The following is a direct quote from Tesla’s investor update:
‘We have seen a belief among some that Model 3 is the newest and more advanced generation of Model S. This is not correct. Model S will always have more range, more acceleration, more power, more passenger cargo room, more displays (two), and more customisation choices…’
So, just why would you buy a Tesla Model 3?
Our thoughts exactly.
But even more than that, we were stumped by a comment from chairman Elon Musk. Now, we’ve often accused Tesla and Musk of being little more than a PR machine.
Maybe they’ve listened…and perhaps swung too far the other way. Asked about the chances of Tesla meeting its production targets, Musk answered:
‘We’ve gone to great pains with the Model 3 to design it for manufacturing, and to not have all sorts of bells and whistles and special features that, like for example, with Model X, Model X became kind of like a technology bandwagon of every cool thing we could imagine all at once.’

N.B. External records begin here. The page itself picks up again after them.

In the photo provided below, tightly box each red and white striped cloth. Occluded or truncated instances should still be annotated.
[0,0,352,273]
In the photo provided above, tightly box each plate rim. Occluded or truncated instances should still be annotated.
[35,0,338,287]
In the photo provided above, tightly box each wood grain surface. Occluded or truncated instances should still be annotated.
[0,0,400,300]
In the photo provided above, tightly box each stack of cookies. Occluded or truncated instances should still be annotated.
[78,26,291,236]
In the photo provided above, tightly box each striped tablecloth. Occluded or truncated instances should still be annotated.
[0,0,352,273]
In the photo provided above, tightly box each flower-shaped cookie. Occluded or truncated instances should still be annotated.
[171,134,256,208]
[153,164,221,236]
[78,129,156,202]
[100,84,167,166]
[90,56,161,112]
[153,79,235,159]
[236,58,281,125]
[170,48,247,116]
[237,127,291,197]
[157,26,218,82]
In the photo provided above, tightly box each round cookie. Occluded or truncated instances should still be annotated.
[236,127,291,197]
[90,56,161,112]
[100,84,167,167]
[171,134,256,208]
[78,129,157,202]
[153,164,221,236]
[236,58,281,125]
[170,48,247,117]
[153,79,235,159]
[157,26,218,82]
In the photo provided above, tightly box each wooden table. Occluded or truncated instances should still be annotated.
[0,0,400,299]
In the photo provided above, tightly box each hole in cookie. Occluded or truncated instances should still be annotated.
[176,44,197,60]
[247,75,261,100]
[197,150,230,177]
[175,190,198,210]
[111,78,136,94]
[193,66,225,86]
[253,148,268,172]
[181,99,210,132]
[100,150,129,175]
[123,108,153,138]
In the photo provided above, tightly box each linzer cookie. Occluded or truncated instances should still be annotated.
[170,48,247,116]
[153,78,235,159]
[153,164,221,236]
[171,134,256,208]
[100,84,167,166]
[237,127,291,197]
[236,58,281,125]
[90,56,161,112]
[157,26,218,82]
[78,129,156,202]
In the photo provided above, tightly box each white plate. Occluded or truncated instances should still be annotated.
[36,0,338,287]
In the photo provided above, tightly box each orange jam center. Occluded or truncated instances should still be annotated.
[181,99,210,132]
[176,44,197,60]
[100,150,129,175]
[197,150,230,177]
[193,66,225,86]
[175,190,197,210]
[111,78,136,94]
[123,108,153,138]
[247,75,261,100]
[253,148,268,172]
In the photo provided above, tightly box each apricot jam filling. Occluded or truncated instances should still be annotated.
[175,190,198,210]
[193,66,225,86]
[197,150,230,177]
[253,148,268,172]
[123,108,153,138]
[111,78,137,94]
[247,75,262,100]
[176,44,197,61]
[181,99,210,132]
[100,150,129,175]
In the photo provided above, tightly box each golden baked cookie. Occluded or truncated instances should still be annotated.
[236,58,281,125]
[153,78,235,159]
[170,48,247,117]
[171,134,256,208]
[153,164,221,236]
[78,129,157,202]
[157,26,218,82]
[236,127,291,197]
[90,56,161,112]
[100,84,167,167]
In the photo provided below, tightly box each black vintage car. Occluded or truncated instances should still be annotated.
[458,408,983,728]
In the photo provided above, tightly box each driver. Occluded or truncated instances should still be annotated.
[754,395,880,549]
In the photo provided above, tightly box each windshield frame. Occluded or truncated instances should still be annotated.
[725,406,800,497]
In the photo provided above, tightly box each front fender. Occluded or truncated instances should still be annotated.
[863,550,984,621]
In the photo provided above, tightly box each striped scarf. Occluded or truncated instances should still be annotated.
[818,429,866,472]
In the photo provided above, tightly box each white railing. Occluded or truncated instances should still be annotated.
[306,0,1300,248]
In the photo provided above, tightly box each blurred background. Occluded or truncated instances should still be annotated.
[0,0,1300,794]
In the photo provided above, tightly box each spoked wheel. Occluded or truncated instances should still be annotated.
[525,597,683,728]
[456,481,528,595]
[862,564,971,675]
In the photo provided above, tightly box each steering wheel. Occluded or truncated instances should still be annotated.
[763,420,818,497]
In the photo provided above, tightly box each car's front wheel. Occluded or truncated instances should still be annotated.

Wow, ‘design it for manufacturing’! That’s the kind of revolutionary attitude the car industry needs. We bet Ford, General Motors, BMW and Mercedes execs are cursing themselves they didn’t think of that.
But again, why would anyone want to buy the Model 3?
Looking at the specs of the Model X, which apparently has loads of bells and whistles, we’re wondering what Tesla will omit from the Model 3.
Perhaps the LED headlamps. So high tech.
Power-folding, heated side mirrors. No other car offers those…oh wait.
Or what about…wait for it…automatic keyless entry. Talk about Jetsons-style technology. They could easily withhold that without anyone noticing. Keyless entry? Pie-in-the-sky tech, we say!
When we read the comments from Tesla, we have a simple response. Tesla is going cheaper on price, and cheaper on quality.
The trouble is, the US$35,000 price tag isn’t that cheap. It’s still a premium car, which, when compared to comparable BMWs, Mercedes, or other premium cars, will fall well short.
Anyway, perhaps it’s too soon to say the Tesla dream is over, but our bet is that the closer Tesla gets to production, more and more prospective customers will get cold feet about going through with the purchase and will ask for their money back.
Despite the price rise, we still like Tesla as a short. We may have called it too early, but we still say that, sooner rather than later, the Tesla dream run will end.
At some point…
One final thing on the Tesla investor statement. We couldn’t help but laugh when reading this gem on non-specificity:
‘Simultaneously, preparations at our production facilities are on track to support the ramp [up] of Model 3 production to 5,000 vehicles per week at some point in 2017, and to 10,000 vehicles per week at some point in 2018.’
Could they be a little more precise? Clearly not.